Prior work has explored unsupervised Huang et al. (2016); Yuan et al. (2018), distantly supervised Keith et al. (2017); Chen et al. (2017); Araki and Mitamura (2018); Zeng et al. (2018) and semi-supervised approaches Liao and Grishman (2010); Huang and Riloff (2012); Ferguson et al. (2018), which largely focus on automatically generating in-domain training data. In our work, we try to leverage annotated training data from other domains. Motivated by the hypothesis that events, despite being domain/ task-specific, often occur in similar contextual patterns, we try to inject lexical domain-invariance into supervised models, improving generalization, while not overpredicting events.
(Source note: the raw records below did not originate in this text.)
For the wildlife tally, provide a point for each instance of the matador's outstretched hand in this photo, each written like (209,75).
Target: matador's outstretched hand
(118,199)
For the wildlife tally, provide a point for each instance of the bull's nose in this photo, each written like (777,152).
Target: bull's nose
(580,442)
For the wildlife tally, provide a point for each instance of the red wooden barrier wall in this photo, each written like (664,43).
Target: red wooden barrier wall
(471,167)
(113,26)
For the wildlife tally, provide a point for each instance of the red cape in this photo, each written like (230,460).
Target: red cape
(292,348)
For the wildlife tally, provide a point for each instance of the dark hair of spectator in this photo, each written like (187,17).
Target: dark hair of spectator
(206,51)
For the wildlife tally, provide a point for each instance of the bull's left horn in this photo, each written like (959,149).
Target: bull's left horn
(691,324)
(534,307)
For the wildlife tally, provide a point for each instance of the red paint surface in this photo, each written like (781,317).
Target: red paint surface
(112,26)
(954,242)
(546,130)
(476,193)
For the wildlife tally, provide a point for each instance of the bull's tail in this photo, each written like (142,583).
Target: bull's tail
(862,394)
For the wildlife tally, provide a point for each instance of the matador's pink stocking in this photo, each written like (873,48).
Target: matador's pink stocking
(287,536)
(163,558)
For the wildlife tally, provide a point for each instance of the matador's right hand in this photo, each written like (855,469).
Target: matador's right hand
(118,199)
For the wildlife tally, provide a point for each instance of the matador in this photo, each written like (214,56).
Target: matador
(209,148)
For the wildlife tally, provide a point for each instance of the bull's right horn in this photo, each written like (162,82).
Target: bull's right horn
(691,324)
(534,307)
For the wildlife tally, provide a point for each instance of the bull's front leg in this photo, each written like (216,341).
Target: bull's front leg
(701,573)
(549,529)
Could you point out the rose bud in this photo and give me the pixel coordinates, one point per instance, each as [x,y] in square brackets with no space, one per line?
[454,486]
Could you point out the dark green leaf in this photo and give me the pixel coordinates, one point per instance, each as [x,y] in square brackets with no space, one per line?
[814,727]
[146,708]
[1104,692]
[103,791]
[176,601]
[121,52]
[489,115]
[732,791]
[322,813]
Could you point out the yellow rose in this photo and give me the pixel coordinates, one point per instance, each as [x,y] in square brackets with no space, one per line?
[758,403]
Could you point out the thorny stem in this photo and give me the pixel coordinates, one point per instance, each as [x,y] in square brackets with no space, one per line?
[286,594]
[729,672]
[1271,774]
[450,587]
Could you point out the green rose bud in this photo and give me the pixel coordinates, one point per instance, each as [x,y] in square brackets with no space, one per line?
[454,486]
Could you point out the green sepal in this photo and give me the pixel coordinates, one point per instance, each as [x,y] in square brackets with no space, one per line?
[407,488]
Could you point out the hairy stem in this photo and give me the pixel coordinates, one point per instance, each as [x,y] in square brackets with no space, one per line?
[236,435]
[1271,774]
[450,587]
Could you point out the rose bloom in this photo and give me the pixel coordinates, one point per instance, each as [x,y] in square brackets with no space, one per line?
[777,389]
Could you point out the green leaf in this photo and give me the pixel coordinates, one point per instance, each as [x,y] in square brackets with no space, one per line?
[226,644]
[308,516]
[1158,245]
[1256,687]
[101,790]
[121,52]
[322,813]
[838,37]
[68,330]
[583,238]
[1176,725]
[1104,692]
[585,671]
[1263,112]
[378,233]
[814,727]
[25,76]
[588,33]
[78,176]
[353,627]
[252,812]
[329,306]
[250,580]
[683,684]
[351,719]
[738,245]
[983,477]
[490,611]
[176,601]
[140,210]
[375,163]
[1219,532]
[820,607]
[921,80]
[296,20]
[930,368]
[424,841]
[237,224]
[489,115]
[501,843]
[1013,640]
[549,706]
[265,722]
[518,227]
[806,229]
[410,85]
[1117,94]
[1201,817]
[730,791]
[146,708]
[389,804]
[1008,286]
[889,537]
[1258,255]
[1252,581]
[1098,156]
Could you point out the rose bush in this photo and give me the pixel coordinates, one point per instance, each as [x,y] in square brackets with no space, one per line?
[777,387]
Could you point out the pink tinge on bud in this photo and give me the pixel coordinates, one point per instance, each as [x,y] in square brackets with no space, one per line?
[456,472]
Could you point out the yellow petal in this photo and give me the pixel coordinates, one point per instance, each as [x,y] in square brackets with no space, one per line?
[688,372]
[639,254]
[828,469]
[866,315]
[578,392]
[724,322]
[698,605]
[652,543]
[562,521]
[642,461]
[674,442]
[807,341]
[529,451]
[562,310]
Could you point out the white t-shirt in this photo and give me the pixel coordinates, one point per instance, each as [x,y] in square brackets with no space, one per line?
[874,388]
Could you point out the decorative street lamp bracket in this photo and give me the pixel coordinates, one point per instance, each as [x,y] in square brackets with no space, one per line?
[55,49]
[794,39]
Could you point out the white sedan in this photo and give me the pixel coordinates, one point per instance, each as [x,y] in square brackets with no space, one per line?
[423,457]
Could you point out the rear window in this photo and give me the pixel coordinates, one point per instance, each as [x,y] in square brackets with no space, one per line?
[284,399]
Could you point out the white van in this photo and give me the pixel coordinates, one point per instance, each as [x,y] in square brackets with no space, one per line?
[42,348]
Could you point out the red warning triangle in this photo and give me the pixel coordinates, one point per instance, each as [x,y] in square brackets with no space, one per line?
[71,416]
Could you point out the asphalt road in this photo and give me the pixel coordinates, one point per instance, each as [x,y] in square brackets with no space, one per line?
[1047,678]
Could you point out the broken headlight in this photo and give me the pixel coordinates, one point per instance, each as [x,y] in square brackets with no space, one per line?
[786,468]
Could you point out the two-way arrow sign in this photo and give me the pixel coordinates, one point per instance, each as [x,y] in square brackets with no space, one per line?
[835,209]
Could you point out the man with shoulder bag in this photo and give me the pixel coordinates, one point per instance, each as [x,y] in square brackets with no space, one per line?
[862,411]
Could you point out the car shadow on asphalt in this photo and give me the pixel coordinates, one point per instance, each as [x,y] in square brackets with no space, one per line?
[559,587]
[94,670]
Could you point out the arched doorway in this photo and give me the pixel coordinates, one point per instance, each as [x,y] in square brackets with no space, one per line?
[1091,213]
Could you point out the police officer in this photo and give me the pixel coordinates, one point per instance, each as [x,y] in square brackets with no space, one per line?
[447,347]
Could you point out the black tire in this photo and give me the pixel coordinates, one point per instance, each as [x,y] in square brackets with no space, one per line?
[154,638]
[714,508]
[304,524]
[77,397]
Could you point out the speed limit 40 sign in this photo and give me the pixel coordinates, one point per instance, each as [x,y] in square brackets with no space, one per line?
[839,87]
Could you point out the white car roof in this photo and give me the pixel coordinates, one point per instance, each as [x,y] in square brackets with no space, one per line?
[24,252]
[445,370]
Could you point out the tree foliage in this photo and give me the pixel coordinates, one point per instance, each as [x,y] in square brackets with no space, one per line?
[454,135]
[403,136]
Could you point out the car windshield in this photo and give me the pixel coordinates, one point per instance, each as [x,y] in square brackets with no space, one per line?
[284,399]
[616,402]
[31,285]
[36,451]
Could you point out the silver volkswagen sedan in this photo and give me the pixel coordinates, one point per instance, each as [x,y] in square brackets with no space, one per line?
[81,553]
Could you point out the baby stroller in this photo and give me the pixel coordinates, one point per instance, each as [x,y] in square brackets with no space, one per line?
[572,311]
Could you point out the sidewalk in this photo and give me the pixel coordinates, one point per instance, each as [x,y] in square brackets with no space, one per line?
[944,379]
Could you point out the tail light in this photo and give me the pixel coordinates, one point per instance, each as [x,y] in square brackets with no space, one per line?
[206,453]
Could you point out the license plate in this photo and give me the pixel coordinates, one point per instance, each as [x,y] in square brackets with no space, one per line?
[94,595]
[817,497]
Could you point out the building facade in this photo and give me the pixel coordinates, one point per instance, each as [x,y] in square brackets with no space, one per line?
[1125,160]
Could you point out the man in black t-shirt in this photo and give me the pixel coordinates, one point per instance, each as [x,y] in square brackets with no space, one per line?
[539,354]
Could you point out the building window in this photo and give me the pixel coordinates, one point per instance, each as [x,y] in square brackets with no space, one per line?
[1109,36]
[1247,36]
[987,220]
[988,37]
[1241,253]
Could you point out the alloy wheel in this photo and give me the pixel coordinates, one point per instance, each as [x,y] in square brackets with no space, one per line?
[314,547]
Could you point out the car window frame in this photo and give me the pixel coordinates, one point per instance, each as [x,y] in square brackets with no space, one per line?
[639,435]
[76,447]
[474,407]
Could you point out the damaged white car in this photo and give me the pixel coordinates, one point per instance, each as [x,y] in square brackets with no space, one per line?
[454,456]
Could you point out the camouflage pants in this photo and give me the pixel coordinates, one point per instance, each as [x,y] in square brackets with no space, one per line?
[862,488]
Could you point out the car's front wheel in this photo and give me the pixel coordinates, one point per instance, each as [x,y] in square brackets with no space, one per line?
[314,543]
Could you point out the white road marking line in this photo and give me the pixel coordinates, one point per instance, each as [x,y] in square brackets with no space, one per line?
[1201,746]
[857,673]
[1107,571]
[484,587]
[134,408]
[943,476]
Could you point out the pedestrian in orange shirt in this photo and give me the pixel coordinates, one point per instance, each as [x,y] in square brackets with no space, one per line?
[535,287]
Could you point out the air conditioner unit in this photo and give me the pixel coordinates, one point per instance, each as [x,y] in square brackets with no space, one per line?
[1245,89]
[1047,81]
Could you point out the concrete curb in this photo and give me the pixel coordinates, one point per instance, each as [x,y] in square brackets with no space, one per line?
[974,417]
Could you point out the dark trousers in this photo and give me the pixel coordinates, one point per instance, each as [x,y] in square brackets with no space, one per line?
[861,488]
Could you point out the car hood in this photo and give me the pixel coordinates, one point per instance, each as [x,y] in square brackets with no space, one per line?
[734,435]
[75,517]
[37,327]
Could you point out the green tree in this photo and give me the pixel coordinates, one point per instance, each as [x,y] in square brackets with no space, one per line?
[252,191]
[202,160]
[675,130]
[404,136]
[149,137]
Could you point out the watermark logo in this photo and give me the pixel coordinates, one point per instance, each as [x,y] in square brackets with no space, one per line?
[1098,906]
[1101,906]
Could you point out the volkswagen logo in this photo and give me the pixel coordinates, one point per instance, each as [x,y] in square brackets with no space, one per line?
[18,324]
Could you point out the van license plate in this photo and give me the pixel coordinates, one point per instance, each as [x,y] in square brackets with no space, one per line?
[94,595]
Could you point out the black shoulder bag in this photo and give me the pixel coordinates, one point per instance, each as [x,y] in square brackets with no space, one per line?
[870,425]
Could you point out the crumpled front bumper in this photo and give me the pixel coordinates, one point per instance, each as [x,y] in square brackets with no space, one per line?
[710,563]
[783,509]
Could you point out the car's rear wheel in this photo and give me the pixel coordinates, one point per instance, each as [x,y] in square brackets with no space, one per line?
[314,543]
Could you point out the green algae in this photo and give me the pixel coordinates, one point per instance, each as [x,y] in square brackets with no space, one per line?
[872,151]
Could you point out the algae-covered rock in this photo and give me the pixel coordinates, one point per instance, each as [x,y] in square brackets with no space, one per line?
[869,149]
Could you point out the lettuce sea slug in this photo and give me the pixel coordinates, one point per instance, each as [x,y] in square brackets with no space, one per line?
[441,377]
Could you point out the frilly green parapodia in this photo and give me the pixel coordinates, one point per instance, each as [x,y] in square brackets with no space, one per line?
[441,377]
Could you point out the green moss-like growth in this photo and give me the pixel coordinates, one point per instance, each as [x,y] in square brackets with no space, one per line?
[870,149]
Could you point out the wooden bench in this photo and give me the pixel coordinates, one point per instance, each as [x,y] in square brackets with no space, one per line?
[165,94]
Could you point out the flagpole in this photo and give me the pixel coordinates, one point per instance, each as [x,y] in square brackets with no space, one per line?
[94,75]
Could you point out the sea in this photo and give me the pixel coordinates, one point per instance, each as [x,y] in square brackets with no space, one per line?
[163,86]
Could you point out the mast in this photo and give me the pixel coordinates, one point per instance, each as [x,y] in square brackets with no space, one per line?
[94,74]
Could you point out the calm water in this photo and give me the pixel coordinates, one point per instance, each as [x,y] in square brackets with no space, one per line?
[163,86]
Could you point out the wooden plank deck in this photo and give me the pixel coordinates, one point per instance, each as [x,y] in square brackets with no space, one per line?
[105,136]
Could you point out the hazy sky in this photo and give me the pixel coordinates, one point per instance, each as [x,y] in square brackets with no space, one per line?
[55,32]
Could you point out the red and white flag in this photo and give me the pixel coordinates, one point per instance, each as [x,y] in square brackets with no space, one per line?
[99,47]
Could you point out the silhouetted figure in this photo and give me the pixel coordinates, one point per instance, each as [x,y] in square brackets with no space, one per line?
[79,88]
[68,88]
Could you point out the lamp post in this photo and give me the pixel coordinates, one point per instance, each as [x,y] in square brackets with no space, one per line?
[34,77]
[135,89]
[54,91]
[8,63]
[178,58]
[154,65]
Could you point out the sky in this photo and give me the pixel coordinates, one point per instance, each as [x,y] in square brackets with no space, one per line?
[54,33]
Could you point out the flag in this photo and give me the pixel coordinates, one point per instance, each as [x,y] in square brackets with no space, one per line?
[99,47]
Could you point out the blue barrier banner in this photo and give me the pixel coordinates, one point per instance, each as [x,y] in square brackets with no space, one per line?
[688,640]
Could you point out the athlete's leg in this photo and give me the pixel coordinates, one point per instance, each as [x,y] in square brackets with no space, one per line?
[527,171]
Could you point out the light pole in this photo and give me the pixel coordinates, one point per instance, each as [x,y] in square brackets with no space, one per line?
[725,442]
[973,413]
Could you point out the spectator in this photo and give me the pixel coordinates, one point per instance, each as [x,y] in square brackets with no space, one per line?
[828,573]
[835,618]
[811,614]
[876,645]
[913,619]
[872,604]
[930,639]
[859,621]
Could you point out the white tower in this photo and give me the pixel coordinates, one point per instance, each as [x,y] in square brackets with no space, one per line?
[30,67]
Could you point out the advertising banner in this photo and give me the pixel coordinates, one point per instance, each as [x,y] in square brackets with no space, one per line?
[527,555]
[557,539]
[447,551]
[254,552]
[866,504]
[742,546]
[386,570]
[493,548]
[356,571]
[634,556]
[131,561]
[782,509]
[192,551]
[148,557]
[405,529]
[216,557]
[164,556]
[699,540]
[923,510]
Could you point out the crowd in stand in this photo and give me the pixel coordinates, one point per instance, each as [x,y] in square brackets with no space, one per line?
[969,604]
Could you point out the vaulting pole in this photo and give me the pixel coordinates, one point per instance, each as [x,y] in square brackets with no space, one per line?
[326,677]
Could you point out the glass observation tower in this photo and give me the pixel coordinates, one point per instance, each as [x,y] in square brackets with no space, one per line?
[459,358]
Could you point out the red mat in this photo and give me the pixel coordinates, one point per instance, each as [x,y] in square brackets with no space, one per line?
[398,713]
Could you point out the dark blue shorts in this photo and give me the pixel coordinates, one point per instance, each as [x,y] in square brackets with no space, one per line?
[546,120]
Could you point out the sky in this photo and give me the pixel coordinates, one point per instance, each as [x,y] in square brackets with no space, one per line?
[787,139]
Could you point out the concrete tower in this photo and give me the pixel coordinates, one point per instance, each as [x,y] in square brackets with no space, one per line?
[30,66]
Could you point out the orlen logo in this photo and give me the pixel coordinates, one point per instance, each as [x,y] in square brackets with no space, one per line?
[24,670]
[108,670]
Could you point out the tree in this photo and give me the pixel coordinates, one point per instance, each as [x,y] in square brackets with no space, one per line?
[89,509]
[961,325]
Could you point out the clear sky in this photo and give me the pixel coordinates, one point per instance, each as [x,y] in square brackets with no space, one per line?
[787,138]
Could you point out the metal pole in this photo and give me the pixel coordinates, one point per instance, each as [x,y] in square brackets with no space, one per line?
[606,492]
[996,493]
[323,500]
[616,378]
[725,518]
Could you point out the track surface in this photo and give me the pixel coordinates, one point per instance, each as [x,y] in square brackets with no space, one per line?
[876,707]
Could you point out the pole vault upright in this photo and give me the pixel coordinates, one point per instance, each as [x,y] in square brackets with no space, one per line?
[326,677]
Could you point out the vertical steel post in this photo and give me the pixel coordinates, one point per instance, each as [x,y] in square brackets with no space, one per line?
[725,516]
Concretely, we focus on event trigger identification, which aims to identify triggers (words) that instantiate an event. For example, in “John was born in Sussex”, born is a trigger, invoking a BIRTH event. To introduce domain-invariance, we adopt the adversarial domain adaptation (ADA) framework Ganin and Lempitsky (2015) which constructs representations that are predictive for trigger identification, but not predictive of the example’s domain, using adversarial training. This framework requires no labeled target domain data, making it completely unsupervised. Our experiments with two domains (English literature and news) show that ADA makes supervised models more robust on out-of-domain data, with an average F1 score improvement of 3.9, at no loss of in-domain performance. Our best performing model (BERT-A) reaches 44-49 F1 across both domains using no labeled data from the target domain. Further, preliminary experiments demonstrate that finetuning on 1% labeled data, followed by self-training leads to substantial improvement, reaching 51.5 and 67.2 F1 on literature and news respectively.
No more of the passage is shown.